根據 2025 年 AHA 指引 以及 2025 消防署最新教材,當觸診受限時,建議採用以下幾種「客觀儀器」來輔助確認血液是否真的有打出來:
1. EtCO2 (二氧化碳吐氣末監測) —— 最實用的輔助工具
在 2025 年新版規範中,EtCO2 是 EMT-2 在 TCP 過程中的首選監測工具:
- 判讀邏輯:如果 TCP 只有「電氣捕捉」而沒有「機械捕捉」(心臟沒打出血),肺部就不會有 CO2 交換,數值會維持在極低點。
- 成功徵兆:一旦機械捕捉成功,血液開始流動,EtCO2 數值會立即顯著上升(通常會跳回 20–30 mmHg 以上)。這比手摸脈搏更科學且不受車輛晃動影響。

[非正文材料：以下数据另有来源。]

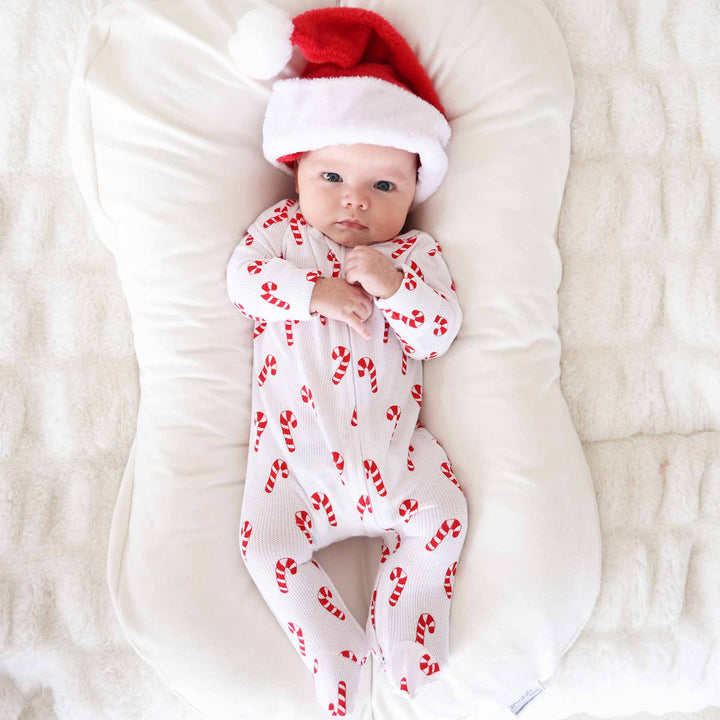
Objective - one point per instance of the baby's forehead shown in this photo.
(377, 156)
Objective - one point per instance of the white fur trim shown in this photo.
(261, 44)
(308, 114)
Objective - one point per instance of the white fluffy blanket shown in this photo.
(639, 320)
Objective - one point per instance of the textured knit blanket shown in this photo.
(639, 306)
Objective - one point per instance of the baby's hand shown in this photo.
(335, 298)
(373, 270)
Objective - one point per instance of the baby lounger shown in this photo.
(165, 141)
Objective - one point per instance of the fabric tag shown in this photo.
(530, 694)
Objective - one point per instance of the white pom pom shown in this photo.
(261, 44)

2. POCUS (定點照護超音波) —— 診斷的金標準
雖然目前台灣 EMT-2 尚未全面標配超音波,但在 2025 年教科書 中已將其列為進階評估工具:
- 判讀邏輯:直接將探頭放在胸骨旁或劍突下,觀察心室是否有隨著 Pacing Spike 產生規律的收縮動作。
- 優點:這是最直觀確認「機械捕捉」的方法,能排除偽脈搏(Pseudo-PEA)的干擾。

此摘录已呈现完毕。